There will be many painful lessons to learn from this pandemic, not the least of which is that it pays to be white. Minorities have borne the brunt of COVID-19 related burdens. Deaths from the virus are three times higher for Black and Hispanic Americans compared to Caucasians. Indigenous Americans fare even worse.

Spiraling healthcare costs are a frequent scapegoat. Communities of color often lack health insurance and can’t afford pricey medical treatments that proactively manage illness. Lowering healthcare costs will — we are told — reduce racial disparities in health. I doubt it. Lower prices may nudge America’s poor towards using health services but the ability to do so ultimately hinges on getting around.

Every year, more than three million Americans miss or delay non-emergency medical care due to inadequate transportation access. Existing mobility options are — for many struggling Americans — less than ideal. Owning a car is pricey. Riding the bus takes too long (assuming it shows up at all).

When buses do show up, they don’t always get people where they need to be. Take Washington, D.C. The nation’s capital ranks near the top for its public transit system. But top marks can be deceiving. Metrorail, buses and regional commuter trains often offer wealthier neighborhoods and suburbs easier access to urban cores than what’s available to lower-income neighborhoods in the District. When poor communities are serviced, commuting times are longer making it more harder to access clinics, pharmacies and hospitals.

The result is a worsening of existing health inequalities. That socioeconomic disparities in health persist even in countries that offer universal health coverage should come as no surprise. Free scans, screenings and shots do little to improve the health of poor people when those people can’t get to the doctor’s office in the first place.

Medicaid should offer relief. The government-backed plan assures users, “rides to and from providers when necessary” and tens of millions of low-income Americans take the government up on that offer annually. But funding shortfalls, financial mismanagement and poor service reliability make the program less than ideal. Medicaid is for many, the poster child of government inefficiency, not prowess.

Which brings us to COVID19 vaccine distribution. President Joe Biden has promised 100 million COVID vaccinations in his first 100 days. That’s nice. It would be nicer if we knew how the poor are expected to reach vaccine clinics. The White House should be commended for pursuing the, “effective, equitable distribution of treatments and vaccines — because development isn’t enough if they aren’t effectively distributed.” But administration officials should be rebuked for providing little clarity on how ‘equitable distribution’ will be achieved.

Reports abound of some clinics being set up far away from impoverished communities.
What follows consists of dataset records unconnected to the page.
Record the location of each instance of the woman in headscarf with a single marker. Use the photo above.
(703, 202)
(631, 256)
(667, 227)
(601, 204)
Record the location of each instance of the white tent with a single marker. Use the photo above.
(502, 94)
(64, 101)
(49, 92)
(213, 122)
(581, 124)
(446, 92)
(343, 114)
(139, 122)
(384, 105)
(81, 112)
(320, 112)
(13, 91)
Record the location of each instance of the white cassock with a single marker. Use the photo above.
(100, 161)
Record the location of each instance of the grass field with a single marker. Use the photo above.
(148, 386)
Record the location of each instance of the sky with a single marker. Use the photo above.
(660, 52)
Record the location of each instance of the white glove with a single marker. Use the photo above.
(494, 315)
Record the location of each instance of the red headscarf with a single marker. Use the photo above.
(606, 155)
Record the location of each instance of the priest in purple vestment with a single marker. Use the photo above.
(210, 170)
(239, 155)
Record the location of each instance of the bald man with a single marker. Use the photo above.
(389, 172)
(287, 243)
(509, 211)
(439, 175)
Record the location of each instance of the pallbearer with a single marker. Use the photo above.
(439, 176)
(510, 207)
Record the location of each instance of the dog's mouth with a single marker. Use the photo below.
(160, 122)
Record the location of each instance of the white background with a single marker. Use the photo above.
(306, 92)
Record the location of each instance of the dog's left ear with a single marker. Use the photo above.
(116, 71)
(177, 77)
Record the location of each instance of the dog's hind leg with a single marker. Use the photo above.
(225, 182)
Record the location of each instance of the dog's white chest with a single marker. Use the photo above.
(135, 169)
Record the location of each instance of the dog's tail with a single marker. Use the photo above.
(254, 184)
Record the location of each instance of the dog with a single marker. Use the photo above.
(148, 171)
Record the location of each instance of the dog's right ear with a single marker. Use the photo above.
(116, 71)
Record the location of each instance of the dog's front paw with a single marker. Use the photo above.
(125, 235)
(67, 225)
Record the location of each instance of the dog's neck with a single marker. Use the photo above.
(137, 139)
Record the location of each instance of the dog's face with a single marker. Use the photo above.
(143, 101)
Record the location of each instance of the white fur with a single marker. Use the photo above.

If this persists, expect communities of color to be left behind during the vaccine rollout.

To truly get the COVID-19 pandemic under control, America needs a bold transportation plan. A national conversation about addressing inequality, inequity and disparity is a fruitless endeavor if transportation barriers are ignored. We need to find ways to make mobility more affordable, more convenient, and yes, more sustainable for society’s most vulnerable. Inaction risks – as Transportation Secretary Pete Buttigieg recently noted — reinforcing, “racial and economic inequality by dividing or isolating neighborhoods.”

COVID-19 isn’t the first pandemic to expose structural inequalities in society. When the Spanish flu hit, it was the working poor — not the rich — that were first infected and ultimately, most affected. A century later, history has repeated itself. We are admittedly too late to reverse course for this pandemic. However, with the right policies, we can be ready for the next one.